Iraqi forces across Baghdad appeared to be on heightened alert, aiming to reassure the populace and ward off insurgent attacks to coincide with the change in command.

Intelligence officials had warned al-Qaida in Iraq might use the U.S. military’s shifting mission to launch suicide bombings around the capital in the days leading up to Wednesday’s ceremony. However, the day was relatively quiet, except for a roadside bomb in eastern Baghdad that police said killed one person.

At the Baghdad ceremony, Gen. Ray Odierno, the outgoing commander, formally ended his nearly five-year tour in Iraq on a reflective note.

“This period in Iraq’s history will probably be remembered for sacrifice, resilience and change,” Odierno said. “However, I remember it as a time in which the Iraqi people stood up against tyranny, terrorism and extremism, and decided to determine their own destiny as a people and as a democratic state.”

Then, wistfully using his military call sign one last time, Odierno ended his remarks: “Lion 6 — out.”

Obama ordered the refocusing of the U.S. mission last year to fulfill a campaign promise of ending what he once termed “a dumb war” and one that Gates acknowledged Wednesday was launched without justification. In an address Tuesday night Obama announced the end of American combat, but made clear that this was no victory celebration.

“Of course, violence will not end with our combat mission,” the president said.

Defining the front lines in a war where soldiers who are attacked while delivering supplies could just as easily return fire as Marines while on a raid to round up suspected insurgents has never been easy. Some of the key ongoing threats to the safety of American forces are the same as they’ve always been: rockets, mortars and roadside bombs.

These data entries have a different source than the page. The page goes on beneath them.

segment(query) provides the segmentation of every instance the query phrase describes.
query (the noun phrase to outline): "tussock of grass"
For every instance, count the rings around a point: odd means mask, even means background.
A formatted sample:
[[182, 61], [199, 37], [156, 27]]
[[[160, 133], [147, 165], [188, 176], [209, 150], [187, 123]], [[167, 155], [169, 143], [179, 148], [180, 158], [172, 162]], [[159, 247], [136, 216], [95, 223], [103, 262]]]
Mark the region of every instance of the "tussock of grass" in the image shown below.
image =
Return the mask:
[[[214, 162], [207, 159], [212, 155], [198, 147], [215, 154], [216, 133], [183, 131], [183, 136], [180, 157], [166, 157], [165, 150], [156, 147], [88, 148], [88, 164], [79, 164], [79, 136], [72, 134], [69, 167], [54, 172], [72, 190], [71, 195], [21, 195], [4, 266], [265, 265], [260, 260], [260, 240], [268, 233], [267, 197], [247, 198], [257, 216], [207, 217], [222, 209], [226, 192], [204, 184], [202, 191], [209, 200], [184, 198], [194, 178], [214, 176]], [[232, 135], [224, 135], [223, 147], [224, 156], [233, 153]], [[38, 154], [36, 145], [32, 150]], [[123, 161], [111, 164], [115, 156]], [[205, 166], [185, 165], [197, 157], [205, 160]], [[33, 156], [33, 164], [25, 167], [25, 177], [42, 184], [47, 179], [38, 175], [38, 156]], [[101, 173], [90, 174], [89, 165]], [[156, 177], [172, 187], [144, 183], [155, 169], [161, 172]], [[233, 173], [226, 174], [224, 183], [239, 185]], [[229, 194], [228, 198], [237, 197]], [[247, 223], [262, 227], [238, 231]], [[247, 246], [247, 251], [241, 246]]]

U.S. military officials have said Iranian-backed militias are stepping up their attacks against targets in Baghdad, trying to make it look like they’re driving out the Americans. Since arriving in Iraq, the battalion taking part in the Hawija raids has been hit by rocket and grenade attacks on their patrols and on their base almost every other day.

In the western Iraqi city of Ramadi before the ceremony, Gates told reporters the U.S. would consider keeping some military forces in place past next year, if the Iraqi government requests it.

Asked whether the U.S. was still at war in Iraq, Gates answered succinctly, “I would say we are not.”

He was less definitive about whether the 7 1/2-year war was worthwhile. More than 4,400 American troops and an estimated 100,000 Iraqis have been killed since the 2003 invasion, and billions of dollars have been poured into the war effort.

Claiming that Saddam had weapons of mass destruction, then-President George W. Bush ordered the invasion with approval of a Congress still reeling from the 9/11 attacks. Bush’s claims were based on faulty intelligence, and the weapons were never found.

“The problem with this war, I think, for many Americans, is that the premise on which we justified going to war turned out not to be valid,” Gates said. “Even if the outcome is a good one from the standpoint of the United States, it’ll always be clouded by how it began.”